In the process of review of the manuscript, a report appeared suggesting that the increase in mitochondrial ROS induced by elevated glucose levels may contribute to many of the pathological changes observed in diabetes (29). In particular, elevated mitochondrial ROS appeared to contribute to glucose-stimulated activation of protein kinase C, sorbitol accumulation, and the activation of NF-κB. Inhibition of each of these pathways appears in previous animal studies to provide benefits from some of the complications of diabetes. Given these recent results as well as the data presented here, it is tempting to speculate that the homeostatic regulation provided by mitochondrial oxidants may be perturbed in certain disease states such as diabetes. Under these conditions the normal negative feedback provided by mitochondrial oxidants may not be present or as robust. In this setting, high levels of metabolic substrate such as glucose or pyruvate would not be appropriately channeled into glycogen. Consistent with this notion, glycogen synthesis activity is known to be impaired in type II diabetics (18). Direct scavenging of mitochondrial oxidants or augmenting the activation of JNK1 may therefore be one strategy to prevent these perturbations. In this regard, the compound RO 31-8220 has been recently shown to activate JNK and increase cellular glycogen synthase activity (34). Interestingly, preliminary evidence suggests that in vivo administration of this compound appears to reverse some of the metabolic abnormalities seen in the type II diabetic Goto-Kakizaki rats (34).
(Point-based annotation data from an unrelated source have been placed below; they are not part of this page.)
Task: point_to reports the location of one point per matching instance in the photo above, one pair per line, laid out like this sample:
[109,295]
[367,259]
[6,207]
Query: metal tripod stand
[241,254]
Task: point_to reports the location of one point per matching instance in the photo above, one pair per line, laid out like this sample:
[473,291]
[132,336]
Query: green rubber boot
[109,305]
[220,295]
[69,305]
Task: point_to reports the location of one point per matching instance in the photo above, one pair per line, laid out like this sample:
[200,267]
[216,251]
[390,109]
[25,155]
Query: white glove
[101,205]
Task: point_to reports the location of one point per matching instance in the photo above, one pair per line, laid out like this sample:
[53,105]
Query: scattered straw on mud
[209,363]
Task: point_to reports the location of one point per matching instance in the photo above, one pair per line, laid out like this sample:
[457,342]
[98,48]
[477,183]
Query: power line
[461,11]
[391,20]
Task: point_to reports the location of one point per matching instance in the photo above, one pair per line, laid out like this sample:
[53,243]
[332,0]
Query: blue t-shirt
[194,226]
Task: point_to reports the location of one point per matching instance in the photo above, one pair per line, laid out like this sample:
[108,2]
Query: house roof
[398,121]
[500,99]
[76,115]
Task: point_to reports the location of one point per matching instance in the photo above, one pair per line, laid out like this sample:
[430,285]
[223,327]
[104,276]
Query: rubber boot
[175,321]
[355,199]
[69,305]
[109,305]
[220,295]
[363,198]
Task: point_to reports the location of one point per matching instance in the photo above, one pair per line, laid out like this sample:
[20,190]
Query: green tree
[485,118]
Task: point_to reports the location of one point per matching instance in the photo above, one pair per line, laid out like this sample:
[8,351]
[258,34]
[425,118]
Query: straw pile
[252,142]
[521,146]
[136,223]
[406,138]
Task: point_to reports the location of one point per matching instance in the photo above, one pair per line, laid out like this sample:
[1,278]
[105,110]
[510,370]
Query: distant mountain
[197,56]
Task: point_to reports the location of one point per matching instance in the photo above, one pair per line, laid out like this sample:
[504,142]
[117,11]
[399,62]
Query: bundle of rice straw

A growing body of literature suggests that oxidants function as signaling molecules (14, 23, 32). Many ligands appear to stimulate cytosolic oxidant production, and this ligand-activated change in oxidant production appears to affect a variety of downstream pathways. In contrast to the growing appreciation that oxidants generated in the cytosol contribute to signaling pathways, the continuous release of mitochondrial oxidants has been generally regarded solely as a deleterious byproduct of aerobic metabolism. Nonetheless, oxidants are also employed as signaling molecules in plants (2), suggesting that this represents an evolutionarily conserved method of signal transduction. The ancient incorporation of mitochondria into eukaryotic cells undoubtably required that the cell cytosol coordinate metabolite flow and metabolic rates with these newly acquired energy-producing organelles. Our results suggest that one means by which the mitochondria and the cytoplasm communicate is by the release of the small diffusible molecule hydrogen peroxide.